How they like to work
BO-EX participates exclusively as a consortium partner and has never led an H2020 project, which is consistent with their identity as an implementation and end-user organisation rather than a research or technology developer. Despite only two projects, they have accumulated 91 unique consortium partners — an unusually high number that reflects participation in large, multi-city Innovation Actions with broad consortia. This suggests they are comfortable operating within complex, multi-partner environments and contribute a distinct, non-duplicable asset: access to real housing stock and established tenant relationships.

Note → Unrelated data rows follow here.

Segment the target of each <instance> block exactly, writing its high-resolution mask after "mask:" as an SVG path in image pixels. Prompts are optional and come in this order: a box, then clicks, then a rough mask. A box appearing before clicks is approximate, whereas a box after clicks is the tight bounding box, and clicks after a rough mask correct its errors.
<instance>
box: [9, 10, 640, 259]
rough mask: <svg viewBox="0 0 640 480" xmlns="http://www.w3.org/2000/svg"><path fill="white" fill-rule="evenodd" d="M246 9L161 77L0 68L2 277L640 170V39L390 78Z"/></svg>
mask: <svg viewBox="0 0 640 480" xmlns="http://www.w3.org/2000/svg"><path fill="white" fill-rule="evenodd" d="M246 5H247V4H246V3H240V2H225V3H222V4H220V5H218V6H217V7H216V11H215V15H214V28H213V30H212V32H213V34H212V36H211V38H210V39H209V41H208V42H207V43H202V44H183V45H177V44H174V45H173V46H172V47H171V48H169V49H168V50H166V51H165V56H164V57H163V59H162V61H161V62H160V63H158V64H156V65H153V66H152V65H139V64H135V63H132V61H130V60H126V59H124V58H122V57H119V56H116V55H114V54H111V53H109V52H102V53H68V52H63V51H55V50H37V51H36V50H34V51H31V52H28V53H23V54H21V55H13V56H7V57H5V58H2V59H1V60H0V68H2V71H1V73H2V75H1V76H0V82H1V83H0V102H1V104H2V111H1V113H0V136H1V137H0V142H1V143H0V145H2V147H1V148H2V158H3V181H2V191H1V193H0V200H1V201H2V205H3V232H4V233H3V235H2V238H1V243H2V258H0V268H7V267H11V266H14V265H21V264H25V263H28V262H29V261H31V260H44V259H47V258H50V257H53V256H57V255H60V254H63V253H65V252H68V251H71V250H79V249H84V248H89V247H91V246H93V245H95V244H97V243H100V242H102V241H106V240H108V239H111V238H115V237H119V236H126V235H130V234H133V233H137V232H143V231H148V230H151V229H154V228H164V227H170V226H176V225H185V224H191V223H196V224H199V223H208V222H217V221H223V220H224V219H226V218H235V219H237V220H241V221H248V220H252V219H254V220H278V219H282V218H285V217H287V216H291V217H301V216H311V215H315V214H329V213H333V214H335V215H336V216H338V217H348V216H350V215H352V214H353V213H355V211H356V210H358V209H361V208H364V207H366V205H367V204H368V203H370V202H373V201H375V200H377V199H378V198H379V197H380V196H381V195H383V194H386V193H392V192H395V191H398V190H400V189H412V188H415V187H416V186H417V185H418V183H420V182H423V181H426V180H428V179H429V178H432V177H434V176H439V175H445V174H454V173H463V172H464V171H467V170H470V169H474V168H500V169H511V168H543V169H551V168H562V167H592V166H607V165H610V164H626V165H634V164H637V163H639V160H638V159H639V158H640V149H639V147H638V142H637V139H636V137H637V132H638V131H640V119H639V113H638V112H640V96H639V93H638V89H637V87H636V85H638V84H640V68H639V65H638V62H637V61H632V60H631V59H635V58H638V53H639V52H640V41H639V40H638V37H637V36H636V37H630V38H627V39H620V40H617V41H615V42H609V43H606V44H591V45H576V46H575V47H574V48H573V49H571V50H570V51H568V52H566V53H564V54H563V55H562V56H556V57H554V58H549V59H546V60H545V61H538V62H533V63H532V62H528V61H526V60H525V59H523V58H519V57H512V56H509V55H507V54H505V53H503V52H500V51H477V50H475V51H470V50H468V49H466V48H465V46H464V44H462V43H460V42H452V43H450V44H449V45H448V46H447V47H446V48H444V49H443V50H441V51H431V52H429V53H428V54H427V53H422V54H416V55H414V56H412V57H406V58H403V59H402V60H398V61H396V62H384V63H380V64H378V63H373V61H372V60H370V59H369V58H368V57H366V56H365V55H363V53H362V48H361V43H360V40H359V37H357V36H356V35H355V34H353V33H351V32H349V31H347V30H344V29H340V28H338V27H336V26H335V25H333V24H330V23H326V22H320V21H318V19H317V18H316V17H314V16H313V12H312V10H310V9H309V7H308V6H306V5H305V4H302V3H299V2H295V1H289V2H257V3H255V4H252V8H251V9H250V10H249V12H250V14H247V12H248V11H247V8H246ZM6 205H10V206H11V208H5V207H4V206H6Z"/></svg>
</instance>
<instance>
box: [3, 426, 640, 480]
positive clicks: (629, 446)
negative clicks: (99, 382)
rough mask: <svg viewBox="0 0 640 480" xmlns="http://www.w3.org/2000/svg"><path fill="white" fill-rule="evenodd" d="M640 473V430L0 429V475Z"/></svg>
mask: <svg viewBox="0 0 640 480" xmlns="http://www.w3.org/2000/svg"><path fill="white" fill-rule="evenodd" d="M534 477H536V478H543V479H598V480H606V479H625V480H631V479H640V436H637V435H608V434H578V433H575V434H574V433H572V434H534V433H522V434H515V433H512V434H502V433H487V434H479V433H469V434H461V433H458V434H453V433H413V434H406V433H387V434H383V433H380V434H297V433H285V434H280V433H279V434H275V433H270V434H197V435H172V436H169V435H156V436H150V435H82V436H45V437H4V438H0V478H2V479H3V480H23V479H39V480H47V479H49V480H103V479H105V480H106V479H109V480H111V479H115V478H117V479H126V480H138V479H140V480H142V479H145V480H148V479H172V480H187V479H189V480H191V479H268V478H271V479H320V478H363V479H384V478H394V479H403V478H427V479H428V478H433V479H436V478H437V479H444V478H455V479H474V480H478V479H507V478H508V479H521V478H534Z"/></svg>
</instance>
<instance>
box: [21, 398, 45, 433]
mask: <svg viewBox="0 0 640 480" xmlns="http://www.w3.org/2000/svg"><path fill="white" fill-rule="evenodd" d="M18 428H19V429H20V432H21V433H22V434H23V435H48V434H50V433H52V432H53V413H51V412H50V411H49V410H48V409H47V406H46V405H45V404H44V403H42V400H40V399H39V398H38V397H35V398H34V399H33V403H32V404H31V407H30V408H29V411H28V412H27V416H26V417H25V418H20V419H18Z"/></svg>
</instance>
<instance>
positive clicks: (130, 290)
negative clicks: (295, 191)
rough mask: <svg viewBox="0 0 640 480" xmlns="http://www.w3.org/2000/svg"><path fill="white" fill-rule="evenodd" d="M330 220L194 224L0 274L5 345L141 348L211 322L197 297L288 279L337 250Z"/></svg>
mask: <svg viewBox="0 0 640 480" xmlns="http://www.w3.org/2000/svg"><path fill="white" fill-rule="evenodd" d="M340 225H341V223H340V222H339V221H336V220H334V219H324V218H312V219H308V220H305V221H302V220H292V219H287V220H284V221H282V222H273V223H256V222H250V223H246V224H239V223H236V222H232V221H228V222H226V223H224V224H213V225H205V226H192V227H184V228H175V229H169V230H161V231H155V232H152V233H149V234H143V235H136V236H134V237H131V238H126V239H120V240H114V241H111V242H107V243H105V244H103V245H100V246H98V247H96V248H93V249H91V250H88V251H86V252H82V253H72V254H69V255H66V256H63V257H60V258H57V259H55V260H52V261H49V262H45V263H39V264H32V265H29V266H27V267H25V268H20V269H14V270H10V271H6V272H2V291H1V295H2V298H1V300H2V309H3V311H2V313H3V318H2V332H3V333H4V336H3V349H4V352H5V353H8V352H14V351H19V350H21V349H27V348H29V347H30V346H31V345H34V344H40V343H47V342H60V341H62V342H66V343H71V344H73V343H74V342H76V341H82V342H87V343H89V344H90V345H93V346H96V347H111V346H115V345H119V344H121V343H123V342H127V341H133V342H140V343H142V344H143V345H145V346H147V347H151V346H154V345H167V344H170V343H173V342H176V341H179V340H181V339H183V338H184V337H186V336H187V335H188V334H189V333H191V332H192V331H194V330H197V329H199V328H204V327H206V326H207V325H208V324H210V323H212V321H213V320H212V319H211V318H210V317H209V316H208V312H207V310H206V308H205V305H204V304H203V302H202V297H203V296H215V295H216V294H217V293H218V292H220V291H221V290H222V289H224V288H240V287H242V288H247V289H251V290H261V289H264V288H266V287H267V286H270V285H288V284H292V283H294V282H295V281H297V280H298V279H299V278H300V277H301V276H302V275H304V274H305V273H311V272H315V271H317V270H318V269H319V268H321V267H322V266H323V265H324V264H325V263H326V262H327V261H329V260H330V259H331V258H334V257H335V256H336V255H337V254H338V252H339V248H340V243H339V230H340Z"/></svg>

BO-EX has connected with 91 unique partners across 14 countries through just two projects, indicating participation in large-scale European Innovation Actions with wide geographic spread. Their network likely spans technology developers, municipalities, universities, and other housing associations across Northern and Western Europe.
What sets them apart
BO-EX offers something most research and technology partners cannot: a real operational housing portfolio in a Dutch city, with existing tenant relationships and the institutional authority to implement building-level changes across hundreds of dwellings. For any project that needs to move beyond lab conditions and demonstrate solutions in lived residential environments, a social housing corporation is an irreplaceable partner. Their combination of co-creation experience, circular economy orientation, and growing engagement with green financing makes them particularly valuable for projects targeting the hard-to-decarbonise residential sector.
Highlights from their portfolio
- IRISA large-scale Innovation Action (EUR 1.2M to BO-EX alone) running 2017-2023 that used Utrecht as one of its lighthouse cities, integrating renewable energy, storage, electric mobility, and citizen co-creation within a replicable smart city platform.
- ARVAn ongoing project (2022-2026) pushing the frontier further into climate-positive circular communities and zero-emission neighbourhoods, with new dimensions of green digital financing and indoor environmental quality.